Among others who have deceased since our last session, although not holding official relations with us, are the following, whom I think it proper to allude to as friends of our cause:
William Griffith, a Life Member, died at North East Pennsylvania, May 23d, 1881, aged sixty-six years. He came to this place in 1840, and when the grape interest was beginning to assume increased attention he planted a large vineyard and built a wine cellar. He gave special attention to the cultivation of the Iona grape, and was identified with everything in his region and the Lake Shore that had for its promotion the cultivation of the vine. He was President of the Grape Growers' Society, of Pennsylvania, and was appointed to represent that association at the World's Exhibition at Paris in 1867. He was much esteemed, and was connected with everything that pertained to the improvement, embellishment and prosperity of the town where he died.
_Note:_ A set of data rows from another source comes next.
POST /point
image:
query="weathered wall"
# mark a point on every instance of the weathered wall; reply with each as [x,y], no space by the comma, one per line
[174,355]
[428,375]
William Lawton, of New Rochelle, N. Y., a Life Member, died in New Rochelle April 27th, 1881, aged eighty-five years, eleven months and twenty-seven days. He was a gentleman of great energy, enterprise and perseverance; was early interested in the proceedings of the American Pomological Society, in the culture of fruits, and was very extensively known as the introducer of the Lawton Blackberry, which was disseminated largely, and will perpetuate his name in the pomology of our time. He was a sergeant major of artillery in the war of 1812, when he was nineteen years of age; when twenty-two, he became a stock exchange broker. He helped to form the first Brokers' Board in New York, and, although retiring from business in 1867, he still retained his connection with the Stock Board, and was probably the only survivor of the original members. He was a member of the New England Historic Genealogical Society, and was present at its meeting one year ago, and greatly interested us by the recital of some important reminiscences of his life.
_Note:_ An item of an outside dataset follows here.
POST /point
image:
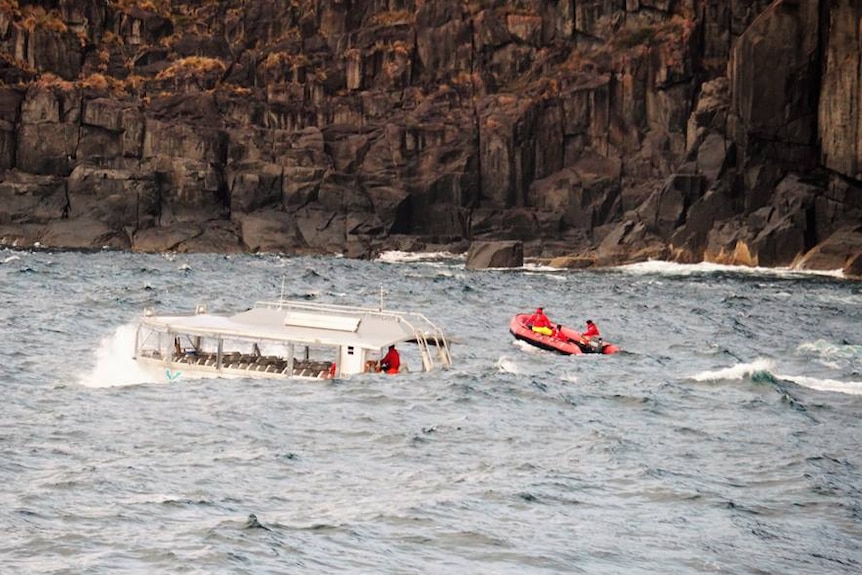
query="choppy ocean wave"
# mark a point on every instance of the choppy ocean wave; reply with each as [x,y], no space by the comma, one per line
[723,439]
Aaron Erickson, of Rochester, N. Y., a Life Member, died at the advanced age of about eighty years. He came to that city a poor young man, a machinist. From that he became one of the most extensive wool merchants, having branches or agents of his house in our principal cities. He then became a banker, and in all these relations, and under all circumstances, was successful, honorable and high-minded. By study, travel and observation, he acquired information on literary and scientific subjects above the average of merchants. Horticulture always claimed much of his leisure time, in which he endeavored to keep up with the progress of the age. He kept up a good collection of our best hardy fruits, and was especially successful in his culture of the foreign grape, to which he gave special attention. Mr. Erickson took a deep interest in the growth and embellishment of Rochester, and, as a man, he was genial, generous, hospitable; in every sense of the word a true gentleman.